CurrentModule = Pigeons
We provide in this page an overview of Non-Reversible Parallel Tempering (PT), Syed et al., 2021, linking it with some key parts of the code base.
!!! note
Read this page if you are interested in extending Pigeons or
understanding how it works under the hood.
Reading this page is not required to use Pigeons, for that instead refer to the
[user guide](@ref index).
Let X_n
denote a Markov chain on state space \mathscr{X}
with stationary distribution
\pi
.
PT is a Markov chain defined on the augmented state space \mathscr{X}^N
, hence
a state has the form \boldsymbol{X} = (X^{(1)}, X^{(2)}, \dots, X^{(N)})
.
Each component of \boldsymbol{X}
is stored in a struct called a
Replica
.
The storage of the vector of replicas \boldsymbol{X}
, is done via the informal
interface replicas
. In the context of PT running on one computer,
replicas
is implemented with a Vector{Replica}
. In the context
of running PT distributed across several communicating machines, replicas
is implemented via EntangledReplicas
, which stores the parts of
\boldsymbol{X}
that are local to that machine as well as data structures
required to communicate with the other machines.
Internally, PT operates on a discrete set of distributions,
\pi_1, \pi_2, \dots \pi_N
, where N
can be obtained using n_chains()
.
We use the terminology chain to refer to an index i
of \pi_i
.
Typically, \pi_N
coincides with the distribution of interest \pi
(called the "target"), while
\pi_1
is a tractable approximation that will help PT efficiently explore the
state space (called the "reference").
More broadly, we assume a subset of the chains (determined by is_target()
) coincide with the target, and that a subset of the chains (determined by is_reference()
) support
efficient exploration such as i.i.d. sampling or a rapid mixing kernel.
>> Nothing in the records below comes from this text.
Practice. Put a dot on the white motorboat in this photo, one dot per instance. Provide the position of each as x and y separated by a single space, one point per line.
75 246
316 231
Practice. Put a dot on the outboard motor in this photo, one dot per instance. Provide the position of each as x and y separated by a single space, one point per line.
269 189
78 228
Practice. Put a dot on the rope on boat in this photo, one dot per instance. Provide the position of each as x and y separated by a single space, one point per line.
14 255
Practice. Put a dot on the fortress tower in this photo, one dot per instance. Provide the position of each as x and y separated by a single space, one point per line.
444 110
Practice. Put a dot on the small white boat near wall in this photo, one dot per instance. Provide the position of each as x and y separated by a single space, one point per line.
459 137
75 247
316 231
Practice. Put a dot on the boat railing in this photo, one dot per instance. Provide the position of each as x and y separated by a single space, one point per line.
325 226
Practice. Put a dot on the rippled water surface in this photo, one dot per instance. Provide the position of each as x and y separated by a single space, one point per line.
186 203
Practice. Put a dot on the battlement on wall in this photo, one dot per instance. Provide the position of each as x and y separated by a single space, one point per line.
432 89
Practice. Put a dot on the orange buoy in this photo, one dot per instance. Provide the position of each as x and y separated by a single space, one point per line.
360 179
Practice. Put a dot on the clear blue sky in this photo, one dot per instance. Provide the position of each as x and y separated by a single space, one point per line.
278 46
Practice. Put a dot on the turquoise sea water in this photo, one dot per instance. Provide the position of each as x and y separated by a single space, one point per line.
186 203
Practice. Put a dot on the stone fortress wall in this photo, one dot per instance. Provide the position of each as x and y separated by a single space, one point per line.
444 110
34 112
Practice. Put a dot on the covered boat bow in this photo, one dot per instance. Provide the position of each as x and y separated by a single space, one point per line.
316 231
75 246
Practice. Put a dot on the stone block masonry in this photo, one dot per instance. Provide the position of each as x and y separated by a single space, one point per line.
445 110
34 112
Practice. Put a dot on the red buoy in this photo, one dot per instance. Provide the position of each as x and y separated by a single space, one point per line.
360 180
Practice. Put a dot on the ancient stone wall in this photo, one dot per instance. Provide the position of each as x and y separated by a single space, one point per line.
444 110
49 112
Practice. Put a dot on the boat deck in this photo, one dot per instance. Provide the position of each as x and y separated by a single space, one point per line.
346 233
PT is designed so that its stationary distribution is \boldsymbol{\pi} = \pi_1 \times \pi_2 \times \dots \pi_N
.
As a result, subsetting each sample to its component corresponding to \pi_N = \pi
,
and applying an integrable function f
to each, will lead under weak assumptions
to Monte Carlo averages that converge to the expectation of interest E[f(X)]
for
X \sim \pi
.
PT alternates between two phases, each \boldsymbol{\pi}
-invariant: the local
exploration phase and the communication phase. Informally, the first phase attempts to achieve
mixing for the univariate statistics \pi_i(X^{(i)})
, while the second phase attempts to
translate well-mixing of these univariate statistics into global mixing of X^{(i)}
by
leveraging the reference distribution(s).
In the local exploration phase,
each Replica
's state is modified using a \pi_i
-invariant kernel,
where i
is given by Replica.chain
. Often, Replica.chain
corresponds to
an annealing parameter \beta_i
but this need not be the case (see
e.g. Baragatti et al., 2011).
The kernel can either modify Replica.state
in-place, or modify the
Replica
's state
field. The key interface controlling local exploration, explorer
, is
described in more detail below.
In the communication phase, PT proposes swaps between pairs of replicas.
These swaps allow each replica's state to periodically visit reference chains. During these reference
visits, the state can move around the space quickly.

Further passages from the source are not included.